🤖 AI Summary
This work addresses the memory and energy bottlenecks of large-scale sparse Mixture-of-Experts (MoE) models during inference. While analog in-memory computing (AIMC) can reduce data movement costs, its practical deployment is hindered by hardware non-idealities and the difficulty of noise-aware retraining for massive MoE architectures. To overcome these challenges, we propose the first training-free digital-analog heterogeneous computing framework. It identifies noise-sensitive experts using a provable maximum neuron norm criterion and leverages module activation density—such as that in attention layers—to allocate critical components to digital computation while mapping the remaining experts onto analog hardware. Evaluated on models like DeepSeekMoE and OLMoE, our approach significantly enhances inference robustness, effectively preserves accuracy across diverse benchmarks, and simultaneously achieves high energy efficiency and strong generalization.
📝 Abstract
Sparse Mixture-of-Experts (MoE) models enable efficient scalability by activating only a small sub-set of experts per input, yet their massive parameter counts lead to substantial memory and energy inefficiency during inference.
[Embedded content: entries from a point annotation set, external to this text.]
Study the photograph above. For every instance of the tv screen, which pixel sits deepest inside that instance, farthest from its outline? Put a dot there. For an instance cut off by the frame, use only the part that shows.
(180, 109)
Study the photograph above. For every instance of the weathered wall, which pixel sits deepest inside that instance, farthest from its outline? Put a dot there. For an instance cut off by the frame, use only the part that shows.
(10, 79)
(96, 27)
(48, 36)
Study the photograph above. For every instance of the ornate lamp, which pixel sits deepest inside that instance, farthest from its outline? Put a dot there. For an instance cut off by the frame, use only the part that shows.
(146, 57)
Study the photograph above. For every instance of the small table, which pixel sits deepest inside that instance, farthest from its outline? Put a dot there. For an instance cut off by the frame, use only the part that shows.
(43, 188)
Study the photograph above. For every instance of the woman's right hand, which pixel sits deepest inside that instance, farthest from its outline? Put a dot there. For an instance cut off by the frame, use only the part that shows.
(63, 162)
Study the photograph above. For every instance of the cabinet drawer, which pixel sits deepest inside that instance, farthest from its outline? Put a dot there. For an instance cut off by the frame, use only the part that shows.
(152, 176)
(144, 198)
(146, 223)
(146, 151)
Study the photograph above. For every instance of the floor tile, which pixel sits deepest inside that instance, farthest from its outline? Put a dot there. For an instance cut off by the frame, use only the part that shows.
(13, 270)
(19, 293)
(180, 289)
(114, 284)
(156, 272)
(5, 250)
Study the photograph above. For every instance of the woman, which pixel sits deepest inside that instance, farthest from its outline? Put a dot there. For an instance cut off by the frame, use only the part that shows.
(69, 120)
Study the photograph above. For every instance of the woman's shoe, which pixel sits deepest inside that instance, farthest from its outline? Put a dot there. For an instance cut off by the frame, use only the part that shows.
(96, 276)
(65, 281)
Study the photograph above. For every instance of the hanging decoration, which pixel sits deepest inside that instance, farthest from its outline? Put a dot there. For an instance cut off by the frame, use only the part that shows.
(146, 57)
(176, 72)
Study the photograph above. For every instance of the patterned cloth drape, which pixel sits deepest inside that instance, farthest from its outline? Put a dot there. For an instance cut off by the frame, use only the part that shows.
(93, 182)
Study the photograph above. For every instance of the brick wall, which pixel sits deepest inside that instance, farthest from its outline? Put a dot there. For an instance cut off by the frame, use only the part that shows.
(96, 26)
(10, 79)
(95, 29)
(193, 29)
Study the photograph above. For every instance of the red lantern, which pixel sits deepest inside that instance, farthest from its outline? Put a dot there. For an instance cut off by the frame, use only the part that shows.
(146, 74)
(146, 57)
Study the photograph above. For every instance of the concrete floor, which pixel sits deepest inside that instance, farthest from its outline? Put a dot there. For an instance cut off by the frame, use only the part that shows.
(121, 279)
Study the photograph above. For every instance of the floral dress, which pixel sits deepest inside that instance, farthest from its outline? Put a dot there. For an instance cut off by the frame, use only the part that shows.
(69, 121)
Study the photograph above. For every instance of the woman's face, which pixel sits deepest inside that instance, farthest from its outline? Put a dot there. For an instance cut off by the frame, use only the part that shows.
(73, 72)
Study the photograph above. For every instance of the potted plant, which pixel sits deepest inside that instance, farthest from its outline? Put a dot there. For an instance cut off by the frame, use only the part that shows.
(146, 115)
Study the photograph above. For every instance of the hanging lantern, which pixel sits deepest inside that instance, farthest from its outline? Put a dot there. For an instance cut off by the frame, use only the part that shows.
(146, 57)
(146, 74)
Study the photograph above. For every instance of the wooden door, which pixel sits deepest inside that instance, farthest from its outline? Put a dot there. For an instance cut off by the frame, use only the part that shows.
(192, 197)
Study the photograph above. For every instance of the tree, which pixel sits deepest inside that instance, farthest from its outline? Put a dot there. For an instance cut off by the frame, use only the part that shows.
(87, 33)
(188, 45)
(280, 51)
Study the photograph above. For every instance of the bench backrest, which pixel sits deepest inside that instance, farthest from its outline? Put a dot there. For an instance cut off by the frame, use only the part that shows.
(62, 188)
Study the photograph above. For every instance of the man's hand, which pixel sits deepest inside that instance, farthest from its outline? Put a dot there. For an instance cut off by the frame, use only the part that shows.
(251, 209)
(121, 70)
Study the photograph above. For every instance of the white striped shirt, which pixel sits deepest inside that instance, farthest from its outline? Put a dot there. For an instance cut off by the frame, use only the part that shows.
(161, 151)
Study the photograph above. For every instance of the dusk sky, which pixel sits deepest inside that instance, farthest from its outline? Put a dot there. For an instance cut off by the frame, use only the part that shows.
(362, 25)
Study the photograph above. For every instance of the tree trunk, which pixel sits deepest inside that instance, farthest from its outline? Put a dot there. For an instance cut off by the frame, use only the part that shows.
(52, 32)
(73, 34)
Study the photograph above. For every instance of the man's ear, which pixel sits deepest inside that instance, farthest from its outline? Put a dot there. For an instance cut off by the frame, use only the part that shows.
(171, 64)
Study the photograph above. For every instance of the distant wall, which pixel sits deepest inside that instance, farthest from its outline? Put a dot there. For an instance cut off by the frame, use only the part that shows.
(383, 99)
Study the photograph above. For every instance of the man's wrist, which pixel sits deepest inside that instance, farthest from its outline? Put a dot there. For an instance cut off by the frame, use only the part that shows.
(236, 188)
Analog in-memory computing (AIMC) offers a promising solution by eliminating frequent data movement between memory and compute units. However, mitigating hardware nonidealities of AIMC typically requires noise-aware retraining, which is infeasible for large MoE models. In this paper, we propose a retraining-free heterogeneous computation framework in which noise-sensitive experts, which are provably identifiable by their maximum neuron norm, are computed digitally while the majority of the experts are executed on AIMC hardware. We further assign densely activated modules, such as attention layers, to digital computation due to their high noise sensitivity despite comprising a small fraction of parameters. Extensive experiments on large MoE language models, including DeepSeekMoE and OLMoE, across multiple benchmark tasks validate the robustness of our approach in maintaining accuracy under analog nonidealities.